With so many vendors talking about software-defined, often with different definitions, it isn’t much of a surprise that there is a considerable amount of confusion in the industry. What is interesting, however, is that the confusion does not seem to curtail the interest. I had some time the other day to sit in front of a camera and discuss the state of software-defined storage. In this video I try to help clear up some confusion. Take a look and let me know what you think.
The hype around software-defined storage has been almost deafening. Multitudes of industry players claim to promote the real definition of software-defined storage and are only adding to the confusion. The resulting noise reminds me of the buzz around the term "cloud" a few years ago. In that case, education and familiarity over time ended up sorting out the confusion. Defining the real software-defined storage doesn't really matter though. The majority of technologies that leverage the software-defined monicker provides some value. My recommendation is to look past the hype and try to understand what value each solution provides. To help provide some context though, I will walk through a couple types of storage offerings often described as software-defined, and discuss some of the benefits that they may offer. This is by no means an exhaustive list, but my hope is that it will help you sift through some of the software-defined hype.

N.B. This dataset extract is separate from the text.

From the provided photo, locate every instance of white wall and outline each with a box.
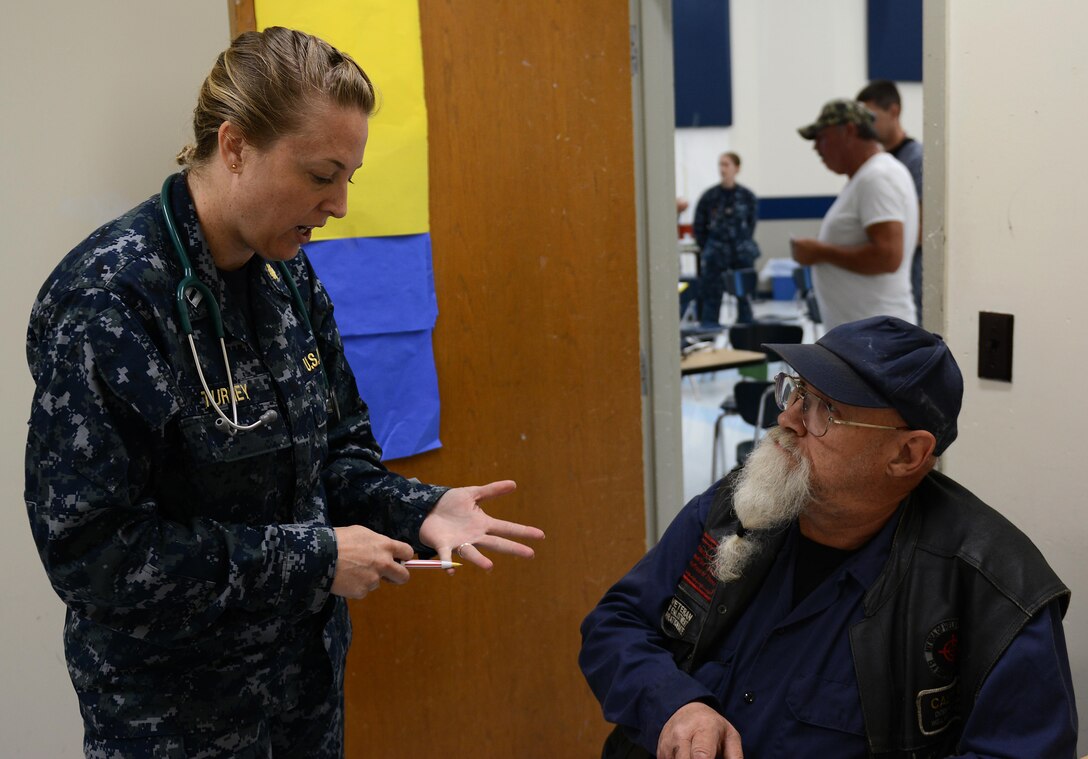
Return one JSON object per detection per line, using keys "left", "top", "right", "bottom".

One deployment type is where storage technology is deployed as software on off the shelf commodity hardware. Leveraging commodity hardware can help save some of the direct costs by finding cheaper components. But greater benefits include the ability to mix and match hardware nodes, allowing for faster access to new memory and processing technologies, and eliminating costly data migrations. Faster deployments are also possible since software could be downloaded and deployed on hardware already on site. Storage software management cost reduction is something else to look for since software features aren't tied to hardware and may not need to be refreshed with the hardware. Additionally, when storage technology software can be deployed inside a VM or deployed as hyper converged it offers some additional benefits, such as less hardware to manage. These converged solutions provide the potential to greatly reduce cost by using excess processing cycles for storage as opposed to dedicated compute resources, along with the opportunity for fast performance with the storage residing closer to the application. The second high level category of these solutions that often get tied to software-defined storage involve storage virtualization and orchestration, where the solution virtualizes multiple external storage solutions.
These solutions can help provide greater flexibility and choice when selecting storage offerings and help reduce lock-in. They can also reduce storage software management cost by consolidating the capabilities in the software-defined storage virtualization layer. These offerings can also provide automation to help speed up the allocation of new capacity.
However you define software-defined, it is likely going to provide value. When talking to vendors about their software-defined solution, be sure to understand the value that it provides to your specific environment. And also remember that whatever solution you're looking at, it likely isn't the only software -defined storage answer out there.